[Numpy-discussion] NA masks in the next numpy release?

Mon Oct 24 13:12:15 EDT 2011

On Mon, Oct 24, 2011 at 10:54 AM, Charles R Harris
<charlesr.harris at gmail.com> wrote:
>
>
> On Mon, Oct 24, 2011 at 8:40 AM, Charles R Harris
> <charlesr.harris at gmail.com> wrote:
>>
>>
>> On Sun, Oct 23, 2011 at 11:23 PM, Wes McKinney <wesmckinn at gmail.com>
>> wrote:
>>>
>>> On Sun, Oct 23, 2011 at 8:07 PM, Eric Firing <efiring at hawaii.edu> wrote:
>>> > On 10/23/2011 12:34 PM, Nathaniel Smith wrote:
>>> >
>>> >> like. And in this case I do think we can come up with an API that will
>>> >> make everyone happy, but that Mark's current API probably can't be
>>> >> incrementally evolved to become that API.)
>>> >>
>>> >
>>> > No one could object to coming up with an API that makes everyone happy,
>>> > provided that it actually gets coded up, tested, and is found to be
>>> > fast
>>> > and maintainable.  When you say the API probably can't be evolved, do
>>> > you mean that the underlying implementation also has to be redone?  And
>>> > if so, who will do it, and when?
>>> >
>>> > Eric
>>> > _______________________________________________
>>> > NumPy-Discussion mailing list
>>> > NumPy-Discussion at scipy.org
>>> > http://mail.scipy.org/mailman/listinfo/numpy-discussion
>>> >
>>>
>>> I personally am a bit apprehensive as I am worried about the masked
>>> array abstraction "leaking" through to users of pandas, something
>>> which I simply will not accept (why I decided against using numpy.ma
>>> early on, that + performance problems).

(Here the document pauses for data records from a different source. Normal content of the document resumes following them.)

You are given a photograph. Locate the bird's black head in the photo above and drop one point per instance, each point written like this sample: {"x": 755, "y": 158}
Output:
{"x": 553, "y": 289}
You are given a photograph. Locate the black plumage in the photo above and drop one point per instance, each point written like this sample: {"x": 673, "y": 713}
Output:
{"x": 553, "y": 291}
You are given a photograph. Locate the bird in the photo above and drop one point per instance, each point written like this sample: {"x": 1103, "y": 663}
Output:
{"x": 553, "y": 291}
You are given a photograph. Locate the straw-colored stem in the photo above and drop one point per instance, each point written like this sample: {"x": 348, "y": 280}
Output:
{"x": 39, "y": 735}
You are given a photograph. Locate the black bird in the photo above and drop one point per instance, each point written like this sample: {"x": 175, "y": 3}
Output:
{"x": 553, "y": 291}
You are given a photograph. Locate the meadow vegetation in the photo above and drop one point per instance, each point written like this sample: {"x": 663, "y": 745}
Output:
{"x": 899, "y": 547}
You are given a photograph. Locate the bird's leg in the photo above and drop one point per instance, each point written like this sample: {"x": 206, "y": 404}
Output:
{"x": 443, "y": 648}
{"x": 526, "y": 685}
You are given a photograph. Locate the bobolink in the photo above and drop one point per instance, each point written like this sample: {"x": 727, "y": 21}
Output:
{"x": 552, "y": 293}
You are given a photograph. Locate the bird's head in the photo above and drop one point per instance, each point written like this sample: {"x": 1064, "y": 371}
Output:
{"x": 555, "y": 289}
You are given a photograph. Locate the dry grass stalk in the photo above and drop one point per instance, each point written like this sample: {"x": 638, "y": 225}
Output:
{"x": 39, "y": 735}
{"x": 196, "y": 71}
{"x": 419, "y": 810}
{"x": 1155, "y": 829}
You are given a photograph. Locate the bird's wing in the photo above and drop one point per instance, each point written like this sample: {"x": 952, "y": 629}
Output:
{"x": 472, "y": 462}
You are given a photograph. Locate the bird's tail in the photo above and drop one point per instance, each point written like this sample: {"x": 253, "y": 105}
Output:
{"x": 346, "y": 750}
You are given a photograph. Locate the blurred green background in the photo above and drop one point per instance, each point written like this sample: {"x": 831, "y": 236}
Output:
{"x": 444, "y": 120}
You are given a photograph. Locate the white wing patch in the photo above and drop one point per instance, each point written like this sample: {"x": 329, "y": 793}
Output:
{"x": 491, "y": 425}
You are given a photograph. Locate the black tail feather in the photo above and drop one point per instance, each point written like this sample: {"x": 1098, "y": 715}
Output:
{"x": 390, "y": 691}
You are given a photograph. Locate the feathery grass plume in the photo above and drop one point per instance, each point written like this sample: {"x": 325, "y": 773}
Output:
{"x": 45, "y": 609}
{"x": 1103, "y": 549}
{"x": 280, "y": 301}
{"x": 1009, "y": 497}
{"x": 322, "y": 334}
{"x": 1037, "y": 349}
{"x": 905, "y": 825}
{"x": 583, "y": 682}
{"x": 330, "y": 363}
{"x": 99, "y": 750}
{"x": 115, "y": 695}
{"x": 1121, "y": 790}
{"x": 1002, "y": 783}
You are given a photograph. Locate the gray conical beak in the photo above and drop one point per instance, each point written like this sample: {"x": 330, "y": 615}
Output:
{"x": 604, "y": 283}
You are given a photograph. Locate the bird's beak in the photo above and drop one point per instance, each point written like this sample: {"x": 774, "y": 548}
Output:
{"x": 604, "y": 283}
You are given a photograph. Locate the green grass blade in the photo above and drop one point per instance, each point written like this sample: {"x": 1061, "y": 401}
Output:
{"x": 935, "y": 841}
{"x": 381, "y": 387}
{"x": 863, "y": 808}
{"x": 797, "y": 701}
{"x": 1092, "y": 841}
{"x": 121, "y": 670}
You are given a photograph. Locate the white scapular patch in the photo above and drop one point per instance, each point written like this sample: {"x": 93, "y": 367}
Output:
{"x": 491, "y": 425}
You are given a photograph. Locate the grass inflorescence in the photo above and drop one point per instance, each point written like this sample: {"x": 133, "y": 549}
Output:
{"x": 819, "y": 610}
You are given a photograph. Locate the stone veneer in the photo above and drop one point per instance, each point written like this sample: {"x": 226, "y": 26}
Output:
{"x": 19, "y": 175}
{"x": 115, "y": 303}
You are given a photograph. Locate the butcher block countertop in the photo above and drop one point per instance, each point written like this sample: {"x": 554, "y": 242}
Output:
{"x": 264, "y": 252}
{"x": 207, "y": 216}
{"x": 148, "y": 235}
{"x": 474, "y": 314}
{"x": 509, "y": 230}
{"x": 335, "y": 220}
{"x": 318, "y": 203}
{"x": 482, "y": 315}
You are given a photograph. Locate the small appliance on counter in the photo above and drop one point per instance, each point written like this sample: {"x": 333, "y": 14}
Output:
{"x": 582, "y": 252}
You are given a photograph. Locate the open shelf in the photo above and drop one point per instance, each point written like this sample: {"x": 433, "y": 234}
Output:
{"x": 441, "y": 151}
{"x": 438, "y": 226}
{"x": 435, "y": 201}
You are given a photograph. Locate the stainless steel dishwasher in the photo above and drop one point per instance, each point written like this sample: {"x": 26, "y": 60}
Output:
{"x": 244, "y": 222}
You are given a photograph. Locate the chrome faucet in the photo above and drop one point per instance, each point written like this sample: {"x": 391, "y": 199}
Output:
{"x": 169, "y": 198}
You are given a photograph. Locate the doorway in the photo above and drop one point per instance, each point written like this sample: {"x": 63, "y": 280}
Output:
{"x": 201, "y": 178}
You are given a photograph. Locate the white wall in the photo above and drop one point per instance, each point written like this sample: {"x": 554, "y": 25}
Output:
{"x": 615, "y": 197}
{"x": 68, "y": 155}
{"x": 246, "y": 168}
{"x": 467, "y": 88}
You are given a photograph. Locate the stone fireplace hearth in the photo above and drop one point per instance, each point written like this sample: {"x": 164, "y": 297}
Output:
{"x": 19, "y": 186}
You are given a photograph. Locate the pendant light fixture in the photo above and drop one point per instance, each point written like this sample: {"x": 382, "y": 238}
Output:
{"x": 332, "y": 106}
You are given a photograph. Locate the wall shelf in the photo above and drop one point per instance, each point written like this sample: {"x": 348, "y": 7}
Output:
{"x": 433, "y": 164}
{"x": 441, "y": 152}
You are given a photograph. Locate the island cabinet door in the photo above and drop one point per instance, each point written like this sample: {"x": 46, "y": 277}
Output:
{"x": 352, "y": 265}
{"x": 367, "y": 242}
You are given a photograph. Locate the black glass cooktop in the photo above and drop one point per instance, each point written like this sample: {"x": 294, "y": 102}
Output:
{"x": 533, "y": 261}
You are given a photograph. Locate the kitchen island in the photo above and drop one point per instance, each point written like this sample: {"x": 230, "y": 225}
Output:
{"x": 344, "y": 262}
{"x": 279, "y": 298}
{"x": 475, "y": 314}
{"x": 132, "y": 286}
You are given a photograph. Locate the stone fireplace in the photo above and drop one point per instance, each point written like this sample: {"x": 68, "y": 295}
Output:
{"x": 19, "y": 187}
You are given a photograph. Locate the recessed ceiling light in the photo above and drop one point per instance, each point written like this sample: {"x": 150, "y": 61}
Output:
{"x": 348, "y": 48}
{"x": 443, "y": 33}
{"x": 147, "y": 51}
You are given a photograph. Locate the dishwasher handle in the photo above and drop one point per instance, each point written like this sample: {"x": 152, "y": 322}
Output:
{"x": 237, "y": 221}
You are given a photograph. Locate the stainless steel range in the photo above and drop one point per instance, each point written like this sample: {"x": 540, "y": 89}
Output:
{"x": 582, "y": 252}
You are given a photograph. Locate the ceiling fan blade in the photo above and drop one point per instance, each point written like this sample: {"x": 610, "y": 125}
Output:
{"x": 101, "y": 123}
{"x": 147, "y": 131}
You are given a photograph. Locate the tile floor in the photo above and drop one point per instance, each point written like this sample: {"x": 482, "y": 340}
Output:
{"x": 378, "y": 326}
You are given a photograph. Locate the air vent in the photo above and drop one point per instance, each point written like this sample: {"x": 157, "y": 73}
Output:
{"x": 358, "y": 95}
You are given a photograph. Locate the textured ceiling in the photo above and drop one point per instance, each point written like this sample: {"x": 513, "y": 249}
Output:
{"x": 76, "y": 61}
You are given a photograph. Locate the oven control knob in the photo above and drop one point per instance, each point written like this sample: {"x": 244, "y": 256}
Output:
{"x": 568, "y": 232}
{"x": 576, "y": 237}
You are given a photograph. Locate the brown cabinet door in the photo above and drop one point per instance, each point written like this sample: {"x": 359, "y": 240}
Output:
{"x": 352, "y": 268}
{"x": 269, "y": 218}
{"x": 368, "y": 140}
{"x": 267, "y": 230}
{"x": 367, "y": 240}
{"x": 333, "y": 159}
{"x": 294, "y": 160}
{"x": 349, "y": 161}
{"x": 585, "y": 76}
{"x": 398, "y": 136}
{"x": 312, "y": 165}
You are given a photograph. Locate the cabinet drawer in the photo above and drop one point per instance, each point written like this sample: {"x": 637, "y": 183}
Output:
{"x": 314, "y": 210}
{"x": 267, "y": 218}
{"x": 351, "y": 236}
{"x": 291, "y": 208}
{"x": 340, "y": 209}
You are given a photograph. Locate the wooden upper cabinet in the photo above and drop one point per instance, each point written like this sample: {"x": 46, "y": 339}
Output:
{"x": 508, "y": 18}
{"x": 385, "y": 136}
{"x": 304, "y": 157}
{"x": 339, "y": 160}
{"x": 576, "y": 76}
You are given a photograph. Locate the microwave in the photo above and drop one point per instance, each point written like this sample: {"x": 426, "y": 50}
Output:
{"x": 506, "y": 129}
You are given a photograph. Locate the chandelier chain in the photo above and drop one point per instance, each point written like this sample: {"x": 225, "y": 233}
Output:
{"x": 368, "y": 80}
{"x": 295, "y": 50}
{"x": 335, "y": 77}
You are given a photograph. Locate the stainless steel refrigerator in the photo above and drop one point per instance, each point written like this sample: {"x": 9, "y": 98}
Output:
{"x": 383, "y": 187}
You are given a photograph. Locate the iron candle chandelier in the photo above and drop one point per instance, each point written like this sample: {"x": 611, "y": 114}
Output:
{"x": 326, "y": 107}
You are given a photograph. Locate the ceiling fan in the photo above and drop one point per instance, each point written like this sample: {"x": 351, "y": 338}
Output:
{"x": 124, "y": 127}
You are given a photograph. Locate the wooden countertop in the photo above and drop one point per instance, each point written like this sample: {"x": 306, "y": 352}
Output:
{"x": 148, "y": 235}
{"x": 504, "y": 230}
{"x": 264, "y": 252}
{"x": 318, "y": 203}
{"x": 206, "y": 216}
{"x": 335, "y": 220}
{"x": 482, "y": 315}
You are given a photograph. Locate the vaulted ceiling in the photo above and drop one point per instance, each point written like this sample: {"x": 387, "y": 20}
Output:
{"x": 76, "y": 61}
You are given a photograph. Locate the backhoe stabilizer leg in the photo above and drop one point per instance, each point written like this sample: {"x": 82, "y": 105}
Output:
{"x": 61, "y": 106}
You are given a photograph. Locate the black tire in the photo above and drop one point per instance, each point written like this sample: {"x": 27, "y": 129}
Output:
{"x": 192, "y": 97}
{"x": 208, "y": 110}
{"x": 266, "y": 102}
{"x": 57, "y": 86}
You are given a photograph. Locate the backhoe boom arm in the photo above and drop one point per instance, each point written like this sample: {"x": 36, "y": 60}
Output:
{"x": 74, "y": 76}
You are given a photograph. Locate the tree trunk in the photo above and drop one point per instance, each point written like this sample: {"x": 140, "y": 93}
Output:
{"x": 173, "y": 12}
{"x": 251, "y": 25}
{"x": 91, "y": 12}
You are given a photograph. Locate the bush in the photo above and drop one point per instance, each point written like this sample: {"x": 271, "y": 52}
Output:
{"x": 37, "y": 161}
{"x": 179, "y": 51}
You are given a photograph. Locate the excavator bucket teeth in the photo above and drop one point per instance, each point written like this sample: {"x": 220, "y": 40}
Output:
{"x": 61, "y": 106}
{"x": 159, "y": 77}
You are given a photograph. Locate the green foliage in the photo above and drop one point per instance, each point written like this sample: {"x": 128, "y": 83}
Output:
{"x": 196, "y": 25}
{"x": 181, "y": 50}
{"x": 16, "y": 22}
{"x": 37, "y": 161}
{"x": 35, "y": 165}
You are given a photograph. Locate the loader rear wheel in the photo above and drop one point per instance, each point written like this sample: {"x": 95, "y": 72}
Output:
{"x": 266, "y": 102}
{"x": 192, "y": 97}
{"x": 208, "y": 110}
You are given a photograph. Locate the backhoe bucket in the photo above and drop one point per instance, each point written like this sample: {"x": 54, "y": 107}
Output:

Basically if having an
>>> understanding of masked arrays is a prerequisite for using pandas, the
>>> whole thing is DOA to me as it undermines the usability arguments I've
>>> been making about switching to Python (from R) for data analysis and
>>> statistical computing.
>>
>> The missing data functionality looks far more like R than numpy.ma.
>>
>
> For instance
>
> In [8]: a = arange(5, maskna=1)
>
> In [9]: a[2] = np.NA
>
> In [10]: a.mean()
> Out[10]: NA(dtype='float64')
>
> In [11]: a.mean(skipna=1)
> Out[11]: 2.0
>
> In [12]: a = arange(5)
>
> In [13]: b = a.view(maskna=1)
>
> In [14]: a.mean()
> Out[14]: 2.0
>
> In [15]: b[2] = np.NA
>
> In [16]: b.mean()
> Out[16]: NA(dtype='float64')
>
> In [17]: b.mean(skipna=1)
> Out[17]: 2.0
>
> Chuck
>
> _______________________________________________
> NumPy-Discussion mailing list
> NumPy-Discussion at scipy.org
> http://mail.scipy.org/mailman/listinfo/numpy-discussion
>
>

I don't really agree with you.

some sample R code

> arr <- rnorm(10)
> arr[5:8] <- NA
> arr
 [1]  0.6451460 -1.1285552  0.6869828  0.4018868         NA         NA
 [7]         NA         NA  0.3322803 -1.9201257

In your examples you had to pass maskna=True-- I suppose that my only
recourse would be to make sure that every array inside a DataFrame,
for example, has maskna=True set. I'll have to look in more detail and
see if it's feasible/desirable. There's a memory cost to pay, but you
can't get the functionality for free. I may just end up sticking with
NaN as it's worked pretty well so far the last few years-- it's an
impure solution but one with reasonably good performance
characteristics in the places that matter.